Luke, chapter 4 verses 14 to 21.
Jesus, full of hope, returned to the town where he had spent his childhood.
In the small country synagogue he is invited to read the lesson. As the familiar words of the great teacher Isaiah fill the room, the congregation, mostly old friends and neighbours, nod with pride and pleasure. He reads with clarity and conviction. He has turned out well and is in fact rumoured to be a holy man. They know the words by heart. The fact is they expect nothing new... but, they are impressed, perhaps even moved, by the enthusiasm of Joseph's son and the more experienced among them knew that, in time, he would settle down. Like all young preachers, he probably thought that he was the Messiah!
Just as they knew the words of Isaiah before Jesus voiced them, so too, most of you already know how this scene plays itself out... Jesus declares himself to be the fulfillment of the Messianic prophecy!
Such blasphemy! This arrogant carpenter whom they all know really believes he is the Messiah! They waste no time in showing him the door.

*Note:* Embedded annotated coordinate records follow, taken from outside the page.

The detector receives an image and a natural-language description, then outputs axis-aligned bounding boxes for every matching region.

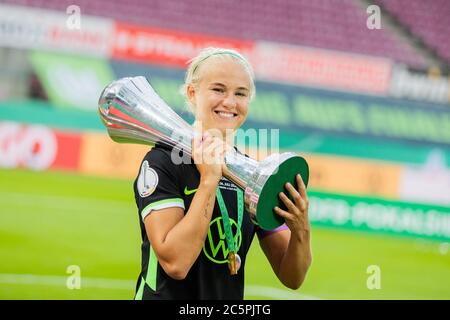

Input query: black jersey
[134,145,259,299]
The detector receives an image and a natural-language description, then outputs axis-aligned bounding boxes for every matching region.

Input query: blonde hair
[180,47,256,112]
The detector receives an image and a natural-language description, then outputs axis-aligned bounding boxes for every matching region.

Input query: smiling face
[187,56,252,135]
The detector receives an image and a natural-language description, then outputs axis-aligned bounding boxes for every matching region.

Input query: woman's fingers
[273,207,294,221]
[285,182,304,210]
[279,192,298,214]
[297,174,308,201]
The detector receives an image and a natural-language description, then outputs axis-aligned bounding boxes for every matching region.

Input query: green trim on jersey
[134,278,145,300]
[141,198,184,219]
[134,246,158,300]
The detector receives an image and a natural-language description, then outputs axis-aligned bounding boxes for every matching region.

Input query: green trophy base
[256,156,309,230]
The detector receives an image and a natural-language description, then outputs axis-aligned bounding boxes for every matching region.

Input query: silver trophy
[98,77,309,230]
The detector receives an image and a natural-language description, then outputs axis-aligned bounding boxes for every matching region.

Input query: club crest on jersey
[137,160,158,198]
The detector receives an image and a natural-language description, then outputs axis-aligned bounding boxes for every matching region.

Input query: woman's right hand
[192,131,226,183]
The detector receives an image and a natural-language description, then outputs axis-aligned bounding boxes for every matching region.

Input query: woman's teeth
[216,111,234,118]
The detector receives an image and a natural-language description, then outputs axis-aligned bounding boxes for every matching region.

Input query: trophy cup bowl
[98,77,309,230]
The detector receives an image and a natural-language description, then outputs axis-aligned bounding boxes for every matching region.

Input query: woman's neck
[192,121,235,146]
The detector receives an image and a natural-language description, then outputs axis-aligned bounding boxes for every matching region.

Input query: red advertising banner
[111,22,255,67]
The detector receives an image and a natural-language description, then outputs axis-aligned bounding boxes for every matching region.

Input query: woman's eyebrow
[210,82,250,91]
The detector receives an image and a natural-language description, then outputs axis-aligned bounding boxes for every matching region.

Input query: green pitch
[0,170,450,299]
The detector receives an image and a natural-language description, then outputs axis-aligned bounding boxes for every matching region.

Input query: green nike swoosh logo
[184,187,198,196]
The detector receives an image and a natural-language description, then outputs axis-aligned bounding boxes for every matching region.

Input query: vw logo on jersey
[137,160,158,198]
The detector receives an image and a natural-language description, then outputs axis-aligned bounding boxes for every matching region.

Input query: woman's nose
[223,94,237,108]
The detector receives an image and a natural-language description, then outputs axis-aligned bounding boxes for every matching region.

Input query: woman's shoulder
[144,144,171,162]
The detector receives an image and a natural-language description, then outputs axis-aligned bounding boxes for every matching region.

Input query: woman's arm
[260,175,312,289]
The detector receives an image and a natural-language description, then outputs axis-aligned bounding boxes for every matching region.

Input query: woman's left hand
[274,174,310,238]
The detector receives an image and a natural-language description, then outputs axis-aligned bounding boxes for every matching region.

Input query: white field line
[0,273,320,300]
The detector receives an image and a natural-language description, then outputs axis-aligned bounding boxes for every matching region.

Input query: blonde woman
[134,48,312,299]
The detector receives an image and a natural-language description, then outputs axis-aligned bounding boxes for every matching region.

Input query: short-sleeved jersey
[134,145,259,300]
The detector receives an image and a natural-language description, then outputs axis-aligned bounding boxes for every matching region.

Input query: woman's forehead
[198,57,251,88]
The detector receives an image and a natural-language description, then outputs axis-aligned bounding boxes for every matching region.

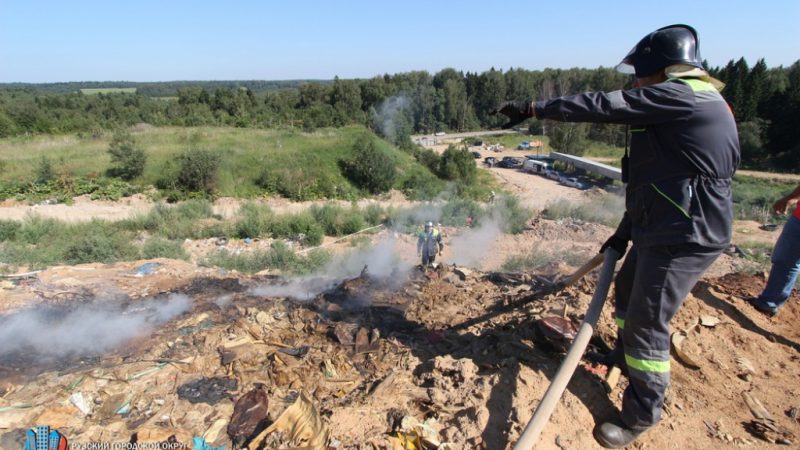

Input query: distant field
[0,126,438,198]
[80,88,136,95]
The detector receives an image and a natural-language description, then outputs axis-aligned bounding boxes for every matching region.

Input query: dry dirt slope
[0,255,800,449]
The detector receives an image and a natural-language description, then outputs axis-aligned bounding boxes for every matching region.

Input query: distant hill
[0,80,332,97]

Let's back up a little. Let's fill those now empty seats in the synagogue. What did Jesus say? He said that the words of Isaiah were now fulfilled in our presence. He said that the Spirit of the Lord was upon him and that he was bringing good news to the poor, release to captives, recovery of sight to the blind and freedom to the oppressed.
What is our reaction? Shall we too show him the door? Perhaps not, but some voices can be heard saying, "What about me? ...I am not poor, I am not a captive, exiled or oppressed... I am not blind... Has God no favour for me?"
And now lets fast-forward and hear St. Paul as he tells us... "You are the Body of Christ," which means that you are called upon to be something that will always be greater than yourself. In other words, the link between me and the poor, the imprisoned, the oppressed and the blind of this world is both intimate and permanent. We are all sons and daughters of the same Father. We are all brothers and sisters in Christ.
For the Christian there can be no such person as a stranger. And what does that mean in every-day language? It means that in our society, which thrives on debt, there are times when we must share and demand nothing in return. It means that those who are prisoners of failure, inadequacy, illness and incapacity must receive our unconditional respect, time and support. It means that those who have been blinded by error and ignorance must be witnessed to, informed and prayed for. It means that those oppressed by unjust wages, unfair demands, racism and bigotry recognize in us not agents of oppression but champions and allies.
This, in a non-exclusive yet still particular way, is God's gift, His favour to the relatively rich and talented, to the free, the respected, the supported, and the appreciated. It is the gift of being His presence to others and of finding Him in them.